There are at least two ways to address these issues. First, attorneys could simply try to persuade their clients of the benefits of following a reparative path. Attorneys could model reparative behavior themselves by not adopting a win/lose attitude in their approach to cases. Attorneys also could counsel their clients, attempting to move their clients beyond hate and help them make decisions from a reparative mindset.
This counseling function is analogous to the role of attorneys representing children in abuse and neglect proceedings under a direct representation model. There, the attorney is supposed to advocate for the expressed wishes of the child client, rather than the best interests of the child. Experienced attorneys acknowledge, however, that even within a direct representation model there is an inevitable counseling role for the attorney to play to help the child client see what is in the child’s best interests, particularly in the long term. This modeling and counseling approach would be beneficial for both attorneys and clients. In addition to holding the potential to create a more satisfying legal practice, an attorney’s reparative mindset would help curb some of the hateful tendencies of familial disputants. Huntington at 1309-10.

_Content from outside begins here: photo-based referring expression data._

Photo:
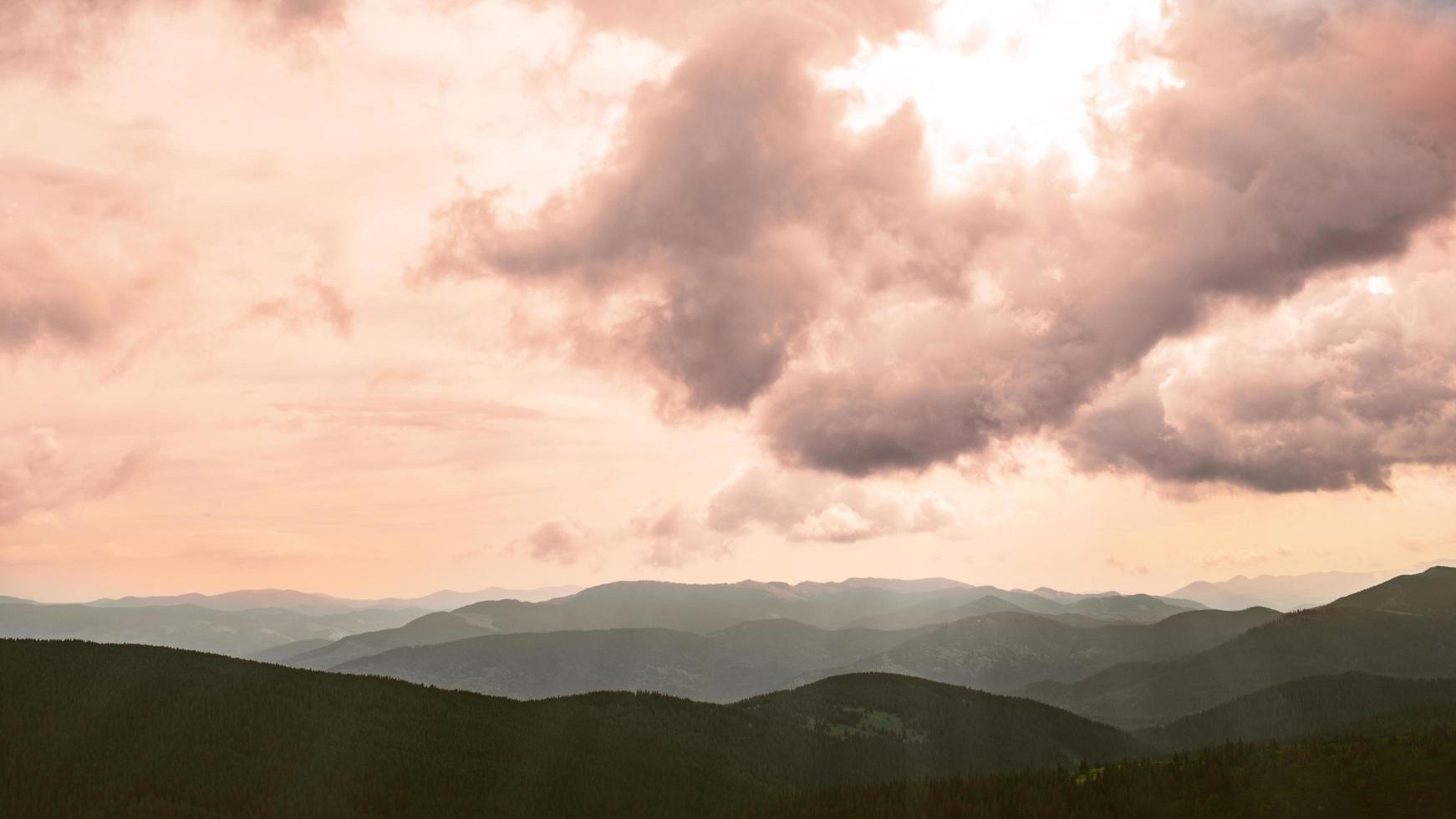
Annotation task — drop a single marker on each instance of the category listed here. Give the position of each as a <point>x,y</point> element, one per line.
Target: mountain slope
<point>721,667</point>
<point>944,725</point>
<point>237,633</point>
<point>312,603</point>
<point>1283,593</point>
<point>1309,706</point>
<point>434,628</point>
<point>1428,594</point>
<point>1316,642</point>
<point>96,729</point>
<point>1005,650</point>
<point>1411,774</point>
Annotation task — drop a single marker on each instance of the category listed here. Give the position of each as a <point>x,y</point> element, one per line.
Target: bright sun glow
<point>1012,82</point>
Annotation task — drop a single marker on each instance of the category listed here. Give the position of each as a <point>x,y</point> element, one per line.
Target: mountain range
<point>312,603</point>
<point>233,633</point>
<point>107,729</point>
<point>1403,628</point>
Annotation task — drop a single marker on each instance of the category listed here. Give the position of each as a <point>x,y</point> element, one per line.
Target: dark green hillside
<point>714,607</point>
<point>1408,776</point>
<point>1002,652</point>
<point>1428,594</point>
<point>1316,642</point>
<point>135,730</point>
<point>737,662</point>
<point>1315,705</point>
<point>942,725</point>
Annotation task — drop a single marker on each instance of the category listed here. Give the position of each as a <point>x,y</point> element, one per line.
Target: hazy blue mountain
<point>702,608</point>
<point>1309,706</point>
<point>288,650</point>
<point>936,613</point>
<point>181,734</point>
<point>430,628</point>
<point>312,603</point>
<point>1416,639</point>
<point>705,608</point>
<point>721,667</point>
<point>237,633</point>
<point>1005,650</point>
<point>1283,593</point>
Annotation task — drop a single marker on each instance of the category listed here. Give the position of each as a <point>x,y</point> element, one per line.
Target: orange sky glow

Perhaps Huntington’s most daring suggestion is her last, that family lawyers might be asked to provide holistic advice rather than merely advocating for their clients’ interests. Specifically rejecting a requirement that attorneys work to reconcile the parties or act as therapists, she recommends that lawyers have an ethical obligation not only to consider the interests of their clients but also to consider the interests of the family and work to find ways of accommodating the divergent interests of all family members.